# Build your own digital tv antenna for when the cable is out or the satillite goes out



## hayden (Apr 30, 2012)

I mentioned this antenna recently in another post but thought it needed it's own post.







Sorry about the bad picture but you can get the idea. This is the digital tv antenna that I built from 8 pairs of hotdog tongs from the Dollar Tree and a 4 dollar stiff piece of lawn edging from Walmart. I live halfway between Cincinnati and Dayton and I pick up more than 40 local channels. I had dish network until recently but I would turn it off when I couldn't find anything good and watch local tv. A few weeks ago I was watching direct tv and it went out for a few minutes and when it came back on it displayed that a solar flare had knocked it off air. It's just a good antenna for backup or if you want to do away with the cable or dish bill. I'll try to post the link to the Popular Mechanics site where I got the plan from but if it doesn't work you could cut and paste it.

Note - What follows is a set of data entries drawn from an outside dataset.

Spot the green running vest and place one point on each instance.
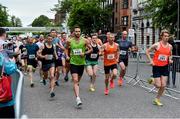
(75, 50)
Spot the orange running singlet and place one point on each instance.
(161, 55)
(110, 54)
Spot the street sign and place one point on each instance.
(131, 33)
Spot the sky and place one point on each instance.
(28, 10)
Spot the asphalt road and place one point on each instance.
(123, 102)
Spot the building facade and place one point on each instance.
(122, 15)
(145, 34)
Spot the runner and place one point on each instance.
(32, 49)
(77, 46)
(60, 63)
(162, 57)
(48, 55)
(92, 62)
(111, 57)
(23, 55)
(40, 44)
(124, 46)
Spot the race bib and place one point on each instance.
(77, 51)
(123, 52)
(31, 56)
(110, 56)
(24, 49)
(162, 58)
(49, 57)
(93, 56)
(24, 53)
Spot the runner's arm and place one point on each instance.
(88, 46)
(39, 52)
(170, 58)
(118, 52)
(150, 49)
(67, 48)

Watch Television For Free - DIY Digital TV Antenna - Popular Mechanics

Cool the link works. The blue area in the PM photo is shrink tubing or electrical tape so the two elements don't touch each other there.


----------



## kevincali (Nov 15, 2012)

GREAT idea.

I recently got cable, and had them run new wires, BUT I left the huge antenna on my roof "just incase" 

Been thinking of taking it down and storing it, but I get to thinking, with it being up there hopefully everybody thinks I am on regular antenna, and can't afford cable? 

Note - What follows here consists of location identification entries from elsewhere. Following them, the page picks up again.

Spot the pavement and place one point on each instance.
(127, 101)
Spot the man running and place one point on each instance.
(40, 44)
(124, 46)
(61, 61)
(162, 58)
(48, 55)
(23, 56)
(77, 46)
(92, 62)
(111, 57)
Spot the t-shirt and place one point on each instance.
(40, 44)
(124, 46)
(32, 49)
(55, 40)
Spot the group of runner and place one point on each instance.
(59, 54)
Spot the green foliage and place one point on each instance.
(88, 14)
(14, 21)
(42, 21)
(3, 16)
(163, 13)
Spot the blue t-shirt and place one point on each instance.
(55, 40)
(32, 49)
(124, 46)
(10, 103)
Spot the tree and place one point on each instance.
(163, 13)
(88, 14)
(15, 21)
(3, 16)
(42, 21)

I'm going to build an antenna like you built, but for my shed. I'm out there sometimes for HOURS, and it would be nice to watch TV out there, for when the missus is too much of a pain haha


----------



## MikeyPrepper (Nov 29, 2012)

Hayden, great idea. :0)


----------



## hayden (Apr 30, 2012)

You can build it out of just about anything and it works much better than the ones you get at the store. I built one a week ago for a prepper friend of mine down the block out of some stainless wire he had. I think his works better than mine. He just had it sitting on his couch at first and he was getting 39 channels and picked up the last few channels after he mounted it on his house.


----------



## Mr Ed (Dec 29, 2012)

MikeyPrepper said:


> Hayden, great idea. :0)


+1 I like


----------



## rice paddy daddy (Jul 17, 2012)

Great. We live out beyond the end of cable, and have used satellite for years. First was Primestar, that got bought out by Direct who kept raing the rates so we went to Dish and they did the same thing. Now we were up to over $70 a month for middle package, and dropped down to basic (crap) plus "local" and it's still $40.
So it's going to be antenna, and I need one that will pick up for 65-70 miles. I was looking at a Channel Master "Deep Fringe" HD antenna at our local hardware store for $99.
think that home made one will reach 70 miles?


----------



## hayden (Apr 30, 2012)

Rice paddy daddy, I'm not sure about 70 miles. I just checked and I'm 22 miles from Cincinnati and 41 miles from Dayton. I do know that the higher the antenna the better it works. I just did a search for local listings for my zip code and noticed a few channels I'm not getting so I might have to raise my antenna some more. I was paying 50 bucks for dtv and couldn't hardly find anything to watch. 600 more dollars a year for prep supplies. You can use the dish they left behind to recieve FTA free through air satillite tv. There are hundreds of channels for free but most are foreign language. At 99 degrees is a sat with over 200 channels but I edit it down to a few english newscast channels and River broadcasting that shows mainly old black and white shows. The news channels are CNC, Press tv, Al Jazeera and my favorite, Russia Today. They report American news without the slant that our news channels here do. You'll see stories on there you will never see on American tv. The boxes are cheap for this also. Just go on ebay and do a search for FTA receiver. Saw one yesterday for 20 plus 10 for shipping. Another for 24 plus 12 for shipping. I have a motor on my dish and they were 69 dollars but not nessisary. I would reccomend a satillite finding meter. They are only about 10 bucks. I know channel master has been around a long time but I've never used them so can't report on that.


----------



## rice paddy daddy (Jul 17, 2012)

There are a lot of tall pine trees in the area, i've got some out back that are 60-80 feet. I know they do suck up CB transmissions, I'm hoping the TV wavelength will be better.
Oh, well, I'm going to have to try something, I'll be on a fixed income in about a year and sattelite TV just isn't worth it.
How high do you have yours? The antenna mast comes in 10 foot sections, I was thinking 30 feet worth with 3 feet or so in the ground.


----------



## hayden (Apr 30, 2012)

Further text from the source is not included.